After more than two decades, third-party cookies — or the small files that advertisers use to monitor your browsing history and serve targeted ads — are disappearing for good.
By 2023, marketers won't be able to track customers using those cookies, in large part because Google is phasing out those trackers on Chrome, as the notorious tracking technology has become unpopular with the public over the years.
Google Chrome is used by roughly two-thirds of all internet users.
Unlike browsers like Safari or Firefox, it allows third-party trackers on its platform.
Since 2020, Google has worked on several new potential replacement systems, but those proposals still hold data and privacy concerns.
Google's first stab at a new system was called FLoC, or Federated Learning of Cohorts.

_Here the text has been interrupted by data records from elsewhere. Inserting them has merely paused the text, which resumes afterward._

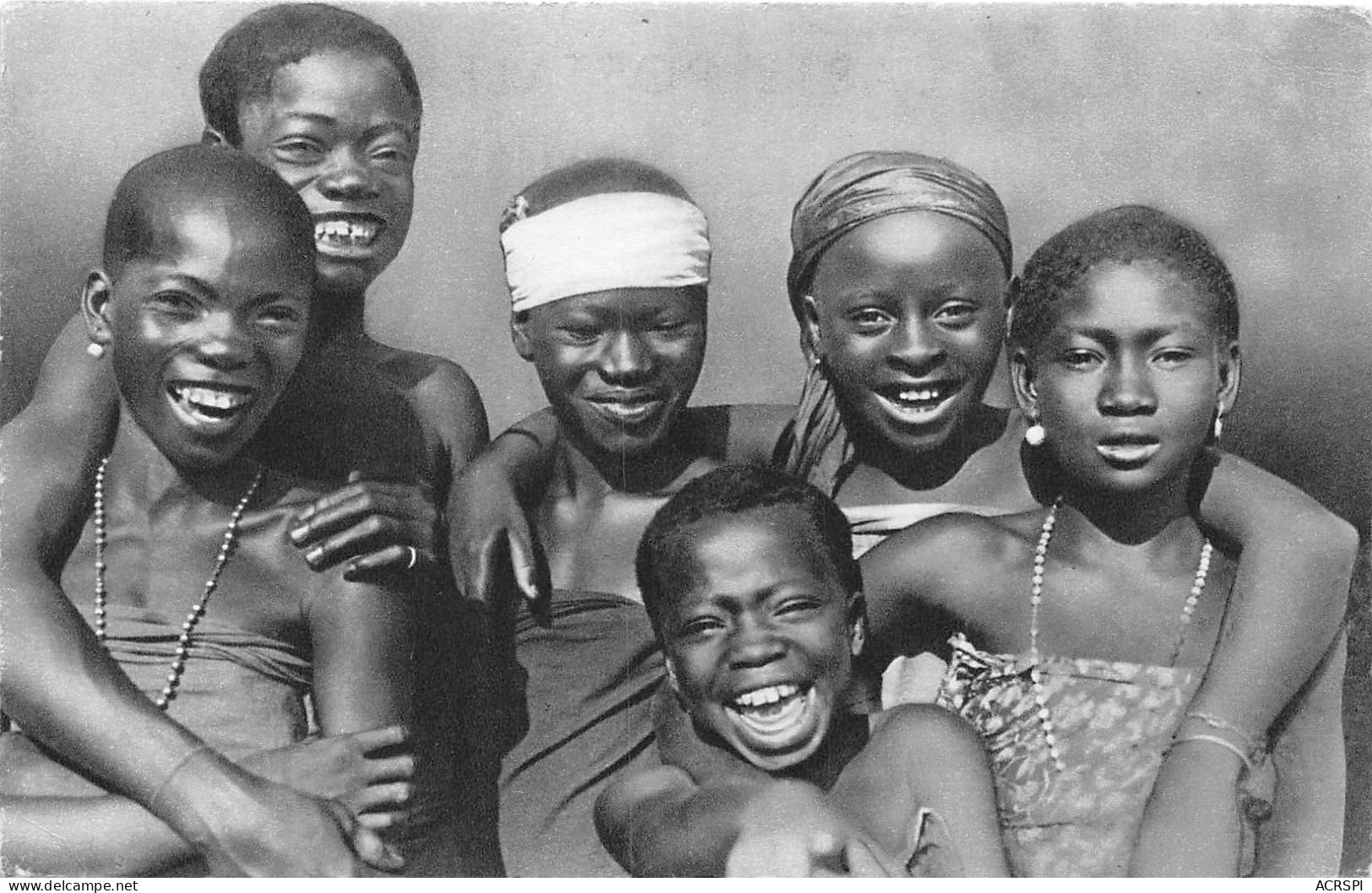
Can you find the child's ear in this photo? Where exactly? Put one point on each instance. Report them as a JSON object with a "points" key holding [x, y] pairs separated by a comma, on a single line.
{"points": [[856, 625], [1021, 377], [1231, 362], [95, 306], [519, 335], [810, 340]]}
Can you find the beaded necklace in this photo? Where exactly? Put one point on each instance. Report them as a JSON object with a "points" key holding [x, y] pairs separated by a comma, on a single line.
{"points": [[1040, 557], [182, 647]]}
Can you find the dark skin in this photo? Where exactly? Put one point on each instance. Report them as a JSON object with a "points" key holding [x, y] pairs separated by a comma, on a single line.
{"points": [[224, 302], [1132, 350], [759, 605], [612, 469], [355, 157], [1295, 553]]}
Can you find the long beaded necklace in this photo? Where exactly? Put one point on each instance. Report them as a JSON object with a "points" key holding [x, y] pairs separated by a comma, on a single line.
{"points": [[1040, 556], [182, 647]]}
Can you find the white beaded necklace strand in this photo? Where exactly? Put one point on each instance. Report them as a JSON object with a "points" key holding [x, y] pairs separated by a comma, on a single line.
{"points": [[182, 647], [1040, 557]]}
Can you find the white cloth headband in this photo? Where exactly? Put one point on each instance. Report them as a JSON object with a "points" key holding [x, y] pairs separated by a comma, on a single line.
{"points": [[603, 241]]}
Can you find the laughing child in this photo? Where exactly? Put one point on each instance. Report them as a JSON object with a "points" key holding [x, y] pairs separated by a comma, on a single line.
{"points": [[203, 300], [1082, 631], [329, 100], [756, 600], [607, 263]]}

Instead of tracking the browser history of individual users, FLoC would’ve grouped users with similar interests and served that group ads based on those shared interests.

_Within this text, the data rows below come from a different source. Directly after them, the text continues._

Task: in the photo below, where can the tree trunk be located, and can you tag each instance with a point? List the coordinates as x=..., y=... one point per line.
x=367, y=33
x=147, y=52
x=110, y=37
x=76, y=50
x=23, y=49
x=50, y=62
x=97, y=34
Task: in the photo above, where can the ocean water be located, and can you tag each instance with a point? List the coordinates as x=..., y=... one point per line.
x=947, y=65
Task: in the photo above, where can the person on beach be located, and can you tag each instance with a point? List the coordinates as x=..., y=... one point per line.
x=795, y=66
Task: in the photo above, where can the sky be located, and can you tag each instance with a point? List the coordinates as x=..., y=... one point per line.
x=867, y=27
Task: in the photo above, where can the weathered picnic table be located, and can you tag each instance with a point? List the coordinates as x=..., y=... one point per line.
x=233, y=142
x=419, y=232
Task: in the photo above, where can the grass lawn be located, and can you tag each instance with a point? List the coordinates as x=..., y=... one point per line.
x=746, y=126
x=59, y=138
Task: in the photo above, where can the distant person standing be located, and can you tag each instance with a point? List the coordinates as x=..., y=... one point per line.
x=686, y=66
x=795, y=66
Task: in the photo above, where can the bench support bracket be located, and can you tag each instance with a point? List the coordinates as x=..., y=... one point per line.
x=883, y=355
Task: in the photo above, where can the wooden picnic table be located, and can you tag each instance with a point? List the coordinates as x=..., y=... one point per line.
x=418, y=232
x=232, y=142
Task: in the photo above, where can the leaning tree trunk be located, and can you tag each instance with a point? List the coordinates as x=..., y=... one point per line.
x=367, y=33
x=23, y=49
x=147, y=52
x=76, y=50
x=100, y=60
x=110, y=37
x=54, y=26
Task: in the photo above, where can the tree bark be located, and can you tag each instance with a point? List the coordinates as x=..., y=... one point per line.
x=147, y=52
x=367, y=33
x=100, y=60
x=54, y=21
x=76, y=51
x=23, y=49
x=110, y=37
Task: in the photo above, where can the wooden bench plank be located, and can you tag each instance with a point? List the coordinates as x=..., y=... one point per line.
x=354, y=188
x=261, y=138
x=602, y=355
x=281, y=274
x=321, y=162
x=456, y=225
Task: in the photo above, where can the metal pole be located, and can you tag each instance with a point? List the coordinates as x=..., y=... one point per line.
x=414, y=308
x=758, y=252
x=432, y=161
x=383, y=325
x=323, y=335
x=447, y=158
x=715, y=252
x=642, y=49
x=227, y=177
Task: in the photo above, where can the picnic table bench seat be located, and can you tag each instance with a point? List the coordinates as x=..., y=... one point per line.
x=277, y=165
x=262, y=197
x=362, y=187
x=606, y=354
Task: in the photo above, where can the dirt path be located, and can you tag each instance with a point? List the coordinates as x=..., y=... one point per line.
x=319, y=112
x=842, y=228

Experts noted the system didn't keep advertisers from serving invasive ads on a one-to-one basis.
"The problem with cohorts is that if they're small, and the numbers we'd heard from Google were in the hundreds to maybe a couple thousand, that's really easy to re-identify if you have more information of individual users," said Sara Collins, senior policy counsel at Public Knowledge.
"With a bit more work with techniques like browser fingerprinting and others, cohort ID really would just lead back to personal identification again."

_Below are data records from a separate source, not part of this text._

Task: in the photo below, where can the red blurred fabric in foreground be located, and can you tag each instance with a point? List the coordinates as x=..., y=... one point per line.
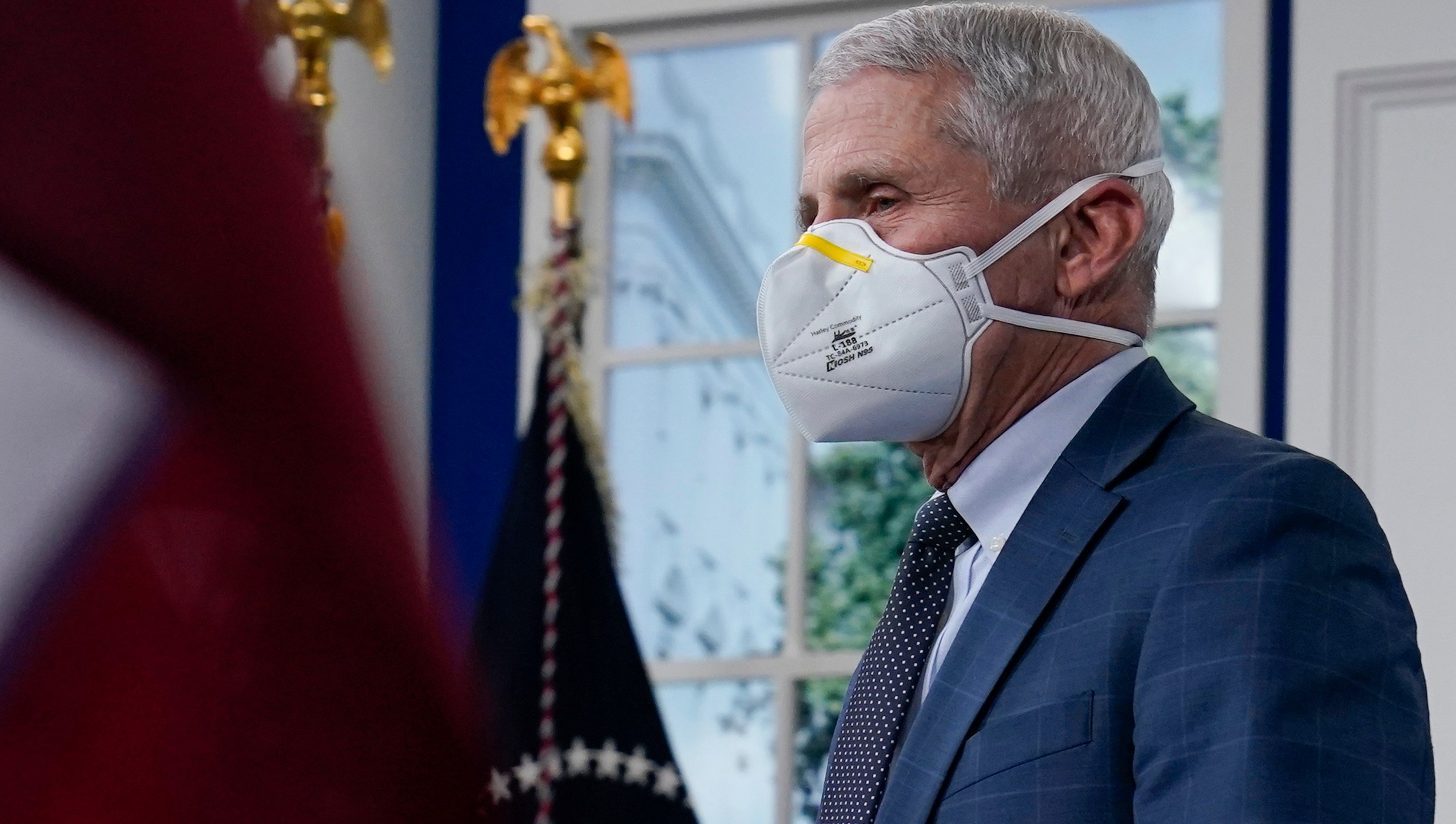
x=245, y=638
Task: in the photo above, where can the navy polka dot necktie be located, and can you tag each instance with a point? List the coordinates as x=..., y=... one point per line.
x=892, y=667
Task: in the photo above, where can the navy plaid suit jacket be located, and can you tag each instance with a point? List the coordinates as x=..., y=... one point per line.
x=1190, y=625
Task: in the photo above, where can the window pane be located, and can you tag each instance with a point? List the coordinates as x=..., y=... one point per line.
x=1191, y=357
x=820, y=702
x=698, y=459
x=1180, y=49
x=703, y=191
x=723, y=739
x=862, y=504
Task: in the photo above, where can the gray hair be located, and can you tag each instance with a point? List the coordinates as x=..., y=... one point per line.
x=1049, y=101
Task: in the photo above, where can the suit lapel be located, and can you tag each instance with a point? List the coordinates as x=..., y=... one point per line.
x=1021, y=584
x=1053, y=534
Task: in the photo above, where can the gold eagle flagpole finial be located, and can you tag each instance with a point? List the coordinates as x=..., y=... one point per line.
x=559, y=89
x=313, y=27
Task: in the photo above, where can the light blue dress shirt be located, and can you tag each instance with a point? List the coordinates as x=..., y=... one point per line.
x=996, y=487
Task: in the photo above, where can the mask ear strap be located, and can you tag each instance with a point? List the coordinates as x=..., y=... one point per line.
x=1062, y=325
x=1056, y=206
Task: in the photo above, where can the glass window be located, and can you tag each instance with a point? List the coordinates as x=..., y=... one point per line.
x=698, y=462
x=723, y=739
x=755, y=565
x=703, y=191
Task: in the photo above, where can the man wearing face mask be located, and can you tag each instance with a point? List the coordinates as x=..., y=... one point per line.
x=1116, y=609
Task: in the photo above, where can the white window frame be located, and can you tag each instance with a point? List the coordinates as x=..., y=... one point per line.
x=654, y=25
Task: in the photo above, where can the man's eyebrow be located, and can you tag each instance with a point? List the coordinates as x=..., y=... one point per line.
x=867, y=177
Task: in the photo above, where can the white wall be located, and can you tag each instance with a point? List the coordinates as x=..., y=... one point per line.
x=383, y=150
x=1372, y=283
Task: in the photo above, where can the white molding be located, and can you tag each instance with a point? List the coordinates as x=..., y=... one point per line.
x=784, y=667
x=1243, y=156
x=1174, y=318
x=678, y=352
x=1362, y=98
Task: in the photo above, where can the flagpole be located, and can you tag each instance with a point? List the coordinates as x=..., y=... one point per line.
x=313, y=27
x=561, y=89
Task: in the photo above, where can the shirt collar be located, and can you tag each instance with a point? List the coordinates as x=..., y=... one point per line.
x=996, y=487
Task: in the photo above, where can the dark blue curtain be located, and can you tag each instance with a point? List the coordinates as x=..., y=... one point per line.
x=474, y=347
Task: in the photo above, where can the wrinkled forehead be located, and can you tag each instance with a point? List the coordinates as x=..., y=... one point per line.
x=877, y=124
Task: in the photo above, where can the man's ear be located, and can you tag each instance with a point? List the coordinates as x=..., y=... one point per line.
x=1100, y=231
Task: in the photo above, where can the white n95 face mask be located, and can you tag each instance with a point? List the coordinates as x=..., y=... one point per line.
x=867, y=343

Google moved away from FLoC for a new system called Topics, which tells advertisers about a user based on 350 different categories like fitness, sports or science. Those topics are kept for a few weeks until they're deleted and replaced with new topics.
All that tracking happens on your device and isn’t sent to external servers. Still, it’s not sitting well with data and privacy experts.
"It seems pretty likely that it would still enable discriminatory ads, predatory ads, that kind of thing, and that's the case with any effective behavioral advertising system," said Bennett Cyphers, Electronic Frontier Federation staff technologist.
"I think it's going to enable those things because you can't have something that targets people in a rich way based on their behavior without allowing targeting to particular kinds of people who might be vulnerable to particular kinds of ads. Those two things are directly in conflict."
Experts told Newsy that until Google and other ad servers abandon all behavioral-based advertising or are incentivized to do so, there will continue to be issues like discriminatory advertising based on demographics.
"I think a proposal like topics or FLoC in a world where the U.S. and consumers around the world have effective protection by a well-written privacy law is a lot less concerning because it means behavior like browser fingerprinting is just, you know, on its face, illegal," Cyphers said.
"Therefore, the guarantees that Google is trying to make would be enforced by a regulatory agency or by you being able to sue a company that does fingerprint you, but that's not the world we live in."